Der "Harry Potter"-Welt blieb sie dennoch treu. So schreib sie die Drehbücher zu den Harry-Potter-Spin-offs "Phantastische Tierwesen und wo sie zu finden", "Grindelwalds Verbrechen" und zuletzt "Dumbledores Geheimnissen". Auch bei der Produktion des Theaterstücks "Harry Potter und das verwunschene Kind" wirkte sie mit.

Ihr bislang letzter Roman "Jacks wundersame Reise mit dem Weihnachtsschwein" erschien 2021 und landete sofort auf Platz 1 der Bestsellerlisten in Großbritannien.

Soziales Engagement: J.K. Rowlings Einsatz gegen Multiple Sklerose

Mit ihrem erarbeiteten Vermögen setzt sich die Autorin für die Erforschung von Heilmethoden von Multipler Sklerose sein. Eine Krankheit, an der ihre Mutter viele Jahre litt und an der sie auch gestorben ist. Der Tod der Mutter hat die Schriftstellerin sehr geprägt.

Die schwere Erkrankung der Mutter wurde diagnostiziert als J.K. Rowling gerade einmal 15 Jahre alt war. Zehn Jahre später war sie tot. Sie starb in dem Jahr, in dem Rowling die ersten Skizzen zu ihrem "Potter"-Buch niederschrieb.

J. K. Rowling bei den RFK Ripple of Hope Awards 2019
J. K. Rowling bei den RFK Ripple of Hope Awards 2019

Jahre später ermöglichten ihr Erfolg es, große Summen für eine Klinik zur Behandlung und Erforschung von Multipler Sklerose zu spenden, die an die Universität von Edinburgh angeschlossen ist. So spendete sie 2010 ganze 10 Millionen Pfund an die Forschungseinrichtung, sowie 2019 noch einmal 17,2 Millionen Euro. In der nach ihrer verstorbenen Mutter benannte Ann Rowling Regenerative Neurology Clinic werden neben Multipler Sklerose auch Krankheiten wie Alzheimer und Parkinson erforscht.

Auch das Thema Sozialpolitik ist der Bestsellerautorin wichtig. So äußerst sich immer wieder politisch, wie beispielsweise gegen die Sozialpolitik des damaligen britischen Premierministers David Cameron.

Gewalt und Armut prägten lange Zeit ihr Leben

Rowling weiß, was es bedeutet in finanziellen Nöten zu leben. Nach der Trennung von ihrem ersten Ehemann, dem ehemaligen TV-Journalisten Jorge Arantes, lebte einige Zeit von Sozialhilfe und hatte dabei als alleinerziehende Mutter auch für ihre Tochter Jessica zu sorgen.

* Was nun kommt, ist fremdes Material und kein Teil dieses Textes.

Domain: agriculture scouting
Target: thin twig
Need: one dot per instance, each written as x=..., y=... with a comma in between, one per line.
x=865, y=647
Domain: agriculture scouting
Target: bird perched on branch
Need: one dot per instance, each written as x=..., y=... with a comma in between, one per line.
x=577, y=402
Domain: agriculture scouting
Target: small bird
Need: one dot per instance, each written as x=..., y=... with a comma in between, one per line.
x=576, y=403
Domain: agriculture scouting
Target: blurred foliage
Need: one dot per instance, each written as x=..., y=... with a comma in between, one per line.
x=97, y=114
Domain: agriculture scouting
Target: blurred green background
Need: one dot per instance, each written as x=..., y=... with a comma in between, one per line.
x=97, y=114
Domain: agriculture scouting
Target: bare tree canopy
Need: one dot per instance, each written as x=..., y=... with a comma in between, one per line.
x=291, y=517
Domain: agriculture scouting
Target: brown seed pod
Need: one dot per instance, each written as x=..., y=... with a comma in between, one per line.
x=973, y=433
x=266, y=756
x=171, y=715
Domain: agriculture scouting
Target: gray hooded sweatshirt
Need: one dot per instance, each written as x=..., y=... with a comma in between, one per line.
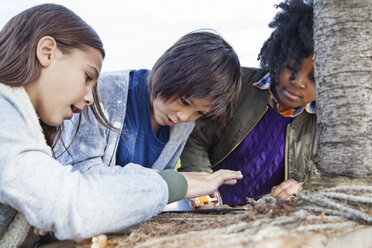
x=74, y=205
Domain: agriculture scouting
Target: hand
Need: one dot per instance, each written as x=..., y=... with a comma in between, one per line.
x=286, y=189
x=40, y=232
x=202, y=183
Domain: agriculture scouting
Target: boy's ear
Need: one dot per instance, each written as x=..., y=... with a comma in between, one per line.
x=46, y=50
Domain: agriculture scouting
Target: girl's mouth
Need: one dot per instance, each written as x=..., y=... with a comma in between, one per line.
x=168, y=121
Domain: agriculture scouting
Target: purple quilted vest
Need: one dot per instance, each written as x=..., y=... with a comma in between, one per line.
x=260, y=157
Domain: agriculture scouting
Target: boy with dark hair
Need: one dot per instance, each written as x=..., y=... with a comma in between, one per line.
x=270, y=137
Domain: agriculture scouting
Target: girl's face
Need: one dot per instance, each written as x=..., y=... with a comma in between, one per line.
x=300, y=91
x=179, y=110
x=65, y=84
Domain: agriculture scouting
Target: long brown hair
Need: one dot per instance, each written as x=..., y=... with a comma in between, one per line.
x=200, y=64
x=18, y=41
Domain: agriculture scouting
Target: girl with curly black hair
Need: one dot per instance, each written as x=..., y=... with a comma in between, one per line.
x=271, y=135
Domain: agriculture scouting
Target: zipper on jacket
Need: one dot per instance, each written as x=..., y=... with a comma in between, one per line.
x=286, y=154
x=240, y=141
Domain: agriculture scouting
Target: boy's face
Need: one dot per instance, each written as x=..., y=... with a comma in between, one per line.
x=179, y=110
x=292, y=94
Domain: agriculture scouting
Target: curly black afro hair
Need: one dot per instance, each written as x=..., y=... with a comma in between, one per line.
x=292, y=38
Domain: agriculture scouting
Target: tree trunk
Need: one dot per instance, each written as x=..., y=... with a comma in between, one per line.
x=343, y=72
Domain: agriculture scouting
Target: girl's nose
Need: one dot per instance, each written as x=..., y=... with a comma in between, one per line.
x=88, y=98
x=300, y=81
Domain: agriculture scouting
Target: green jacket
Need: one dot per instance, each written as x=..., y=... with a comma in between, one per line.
x=205, y=148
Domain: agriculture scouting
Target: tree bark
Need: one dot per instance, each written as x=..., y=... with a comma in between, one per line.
x=343, y=72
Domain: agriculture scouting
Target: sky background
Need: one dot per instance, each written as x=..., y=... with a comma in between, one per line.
x=135, y=33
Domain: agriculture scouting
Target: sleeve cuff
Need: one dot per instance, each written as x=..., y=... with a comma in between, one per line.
x=177, y=185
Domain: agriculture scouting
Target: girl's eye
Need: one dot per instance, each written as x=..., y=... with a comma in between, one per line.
x=184, y=102
x=88, y=78
x=311, y=77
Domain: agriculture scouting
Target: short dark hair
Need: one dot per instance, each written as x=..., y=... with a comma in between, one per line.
x=199, y=65
x=292, y=38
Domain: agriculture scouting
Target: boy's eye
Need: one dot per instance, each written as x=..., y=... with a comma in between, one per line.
x=311, y=77
x=184, y=102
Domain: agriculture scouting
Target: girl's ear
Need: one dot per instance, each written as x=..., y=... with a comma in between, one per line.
x=46, y=50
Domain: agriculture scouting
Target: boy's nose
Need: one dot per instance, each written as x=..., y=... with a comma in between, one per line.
x=185, y=116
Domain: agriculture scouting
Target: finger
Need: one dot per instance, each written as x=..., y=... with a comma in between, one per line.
x=230, y=182
x=276, y=190
x=287, y=193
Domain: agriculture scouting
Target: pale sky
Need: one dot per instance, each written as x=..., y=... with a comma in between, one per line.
x=135, y=33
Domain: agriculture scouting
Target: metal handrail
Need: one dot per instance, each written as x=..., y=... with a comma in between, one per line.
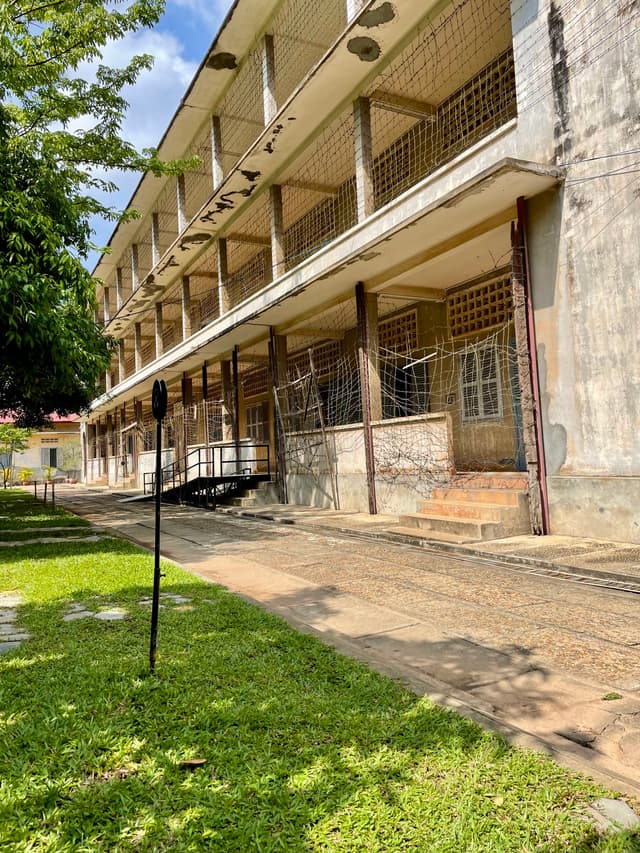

»Ich war buchstäblich so arm, wie man in Großbritannien nur sein kann, ohne obdachlos zu sein. Wenn man jemals in dieser Situation war, wird man es niemals für selbstverständlich halten, dass man sich keine Sorgen machen muss. Niemals.«

- Interview mit Oprah Winfrey, 2010

Die Ehe mit Arantes war nach eigenen Aussagen J.K. Rowlings von Gewalt geprägt. In einem im Jahr 2020 veröffentlichten Essay spricht sie darüber, dass sie in ihrer Ehe häusliche Gewalt erlebt habe. Des Weiteren schreibt sie auch über Missbrauch und sexuelle Übergriffe.

»Ich stehe nun seit über 20 Jahren im Blickpunkt der Öffentlichkeit und habe nie öffentlich darüber gesprochen, dass ich eine Überlebende von häuslicher Gewalt und sexuellen Übergriffen bin.«

Schrieb sie in einem Essay auf ihrer Website.

Von der britischen Boulevardpresse befragt, äußerte sich ihr Ex-Ehemann zur den Vorwürfen in der "Daily Mail" sowie in "The Sun" und bestritt Rowlings Vorwürfe. Es habe keinen anhaltenden Missbrauch gegeben. Nach den Aussagen von Jorge Arantes kam es auch zu keiner sexuellen Gewalt. Er bestritt zwar, dass er sie geschlagen habe, gab aber im selben Interview zu, dass er seine Ex-Frau geohrfeigt habe. Eine Tat, die ihm nach eigener Aussage nicht leid tut.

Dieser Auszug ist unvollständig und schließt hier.